Almost a third of India is under “severe financial stress” and consumers are finding it difficult to manage their expenses though inflation has eased, said a report on Friday, adding the rural market was a “bright spot”.
“Inflation might have slowed down to acceptable levels, but its effects are not lost on the consumer,” said consumer research firm Kantar’s FMCG Pulse report, adding that the average shopper spent 18 per cent more in the quarter ending March 2024, compared to two years ago in the quarter ending June 2022.
Groceries are the biggest household expense, comprising more than 24 per cent of all quarterly expenses. Spending on household goods has increased by 19 per cent since June 2022, translating to a quarterly jump of Rs 2,000 in household expenses.
“At the peak of inflation in 2022, only 8 per cent of the households responded that they are comfortable with their then financial situation. As of Q1 ’24, this number has jumped to 16 per cent,” said the report, referring to the calendar year.

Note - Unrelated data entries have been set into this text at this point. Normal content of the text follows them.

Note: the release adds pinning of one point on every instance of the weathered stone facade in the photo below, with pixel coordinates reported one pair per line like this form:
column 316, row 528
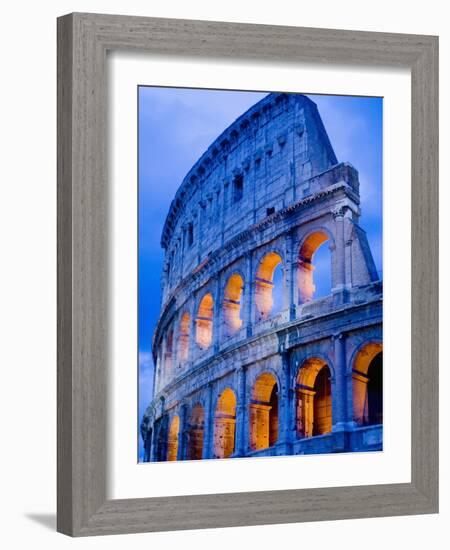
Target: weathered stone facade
column 234, row 377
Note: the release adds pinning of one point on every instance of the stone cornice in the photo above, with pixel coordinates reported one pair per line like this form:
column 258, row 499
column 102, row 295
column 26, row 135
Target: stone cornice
column 286, row 336
column 214, row 263
column 220, row 149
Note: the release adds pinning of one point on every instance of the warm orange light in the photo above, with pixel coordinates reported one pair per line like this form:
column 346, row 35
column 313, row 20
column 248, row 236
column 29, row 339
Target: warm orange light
column 172, row 446
column 204, row 322
column 195, row 434
column 314, row 403
column 183, row 340
column 264, row 412
column 360, row 377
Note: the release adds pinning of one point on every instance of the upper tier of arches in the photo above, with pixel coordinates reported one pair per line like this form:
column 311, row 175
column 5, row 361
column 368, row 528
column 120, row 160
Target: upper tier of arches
column 267, row 159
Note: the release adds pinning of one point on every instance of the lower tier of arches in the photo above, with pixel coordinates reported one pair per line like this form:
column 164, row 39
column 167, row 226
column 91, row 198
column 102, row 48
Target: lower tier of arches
column 307, row 405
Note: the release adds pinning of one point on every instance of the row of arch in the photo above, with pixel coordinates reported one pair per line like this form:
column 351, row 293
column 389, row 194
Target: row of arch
column 314, row 412
column 268, row 298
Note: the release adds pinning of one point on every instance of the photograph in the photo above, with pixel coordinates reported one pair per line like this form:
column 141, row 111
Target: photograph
column 260, row 250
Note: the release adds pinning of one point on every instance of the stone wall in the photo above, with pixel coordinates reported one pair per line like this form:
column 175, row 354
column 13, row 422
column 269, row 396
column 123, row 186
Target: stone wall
column 234, row 376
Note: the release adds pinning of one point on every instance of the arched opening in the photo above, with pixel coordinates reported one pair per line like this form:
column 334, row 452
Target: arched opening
column 232, row 304
column 314, row 403
column 168, row 355
column 368, row 385
column 172, row 440
column 225, row 424
column 183, row 338
column 269, row 286
column 204, row 321
column 264, row 412
column 195, row 433
column 314, row 268
column 160, row 428
column 375, row 390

“However, in both the rounds there were 34 per cent of the households that were finding it difficult to manage their expenses. In other words, a third of India is still under severe financial stress.”
‘Bright star’
“A bright star in this year is the resurgence of the rural market. Rural’s growth started trailing urban’s growth since the last calendar quarter of 2022, and urban raced ahead while rural continued to limp its way for the most part of 2023,” said the report.
“Unfortunately, the urban market’s trajectory communicates stress. It did not see growth for three straight quarters, and is contending with a huge Q2 2023 base. Therefore, urban is likely to remain under stress, while rural may consolidate its position in Q2.”
Sales volumes in the rural market grew to 5.8 per cent in Q1 CY24 (first quarter of the calendar year), up from 4.8 per cent in Q4 CY23. Volume growth in the urban market fell to 4.7 per cent in Q1CY24 from 5.6 per cent in Q4CY23.
Some factors will continue to do well for rural markets. Government continuity is likely to translate into stability in the market and fewer changes to the interim Budget, which had a rural focus.
“We should also bear in mind that more states are heading for polls in the coming months, and the second half should only see a rise in populist measures for the rural market, which would definitely provide the needed stability to the rural market,” said the report.
It marked out events to be cautious about. “Central India received excess rainfall in the year. South India has received below-par rainfall till now. There are reports that rabi harvests are likely to be hit this year. The effects of this will be felt towards the second half more, but certain rural markets could turn on the caution switch already.”
The report expected rural markets to maintain better growth levels compared to urban for the rest of the year.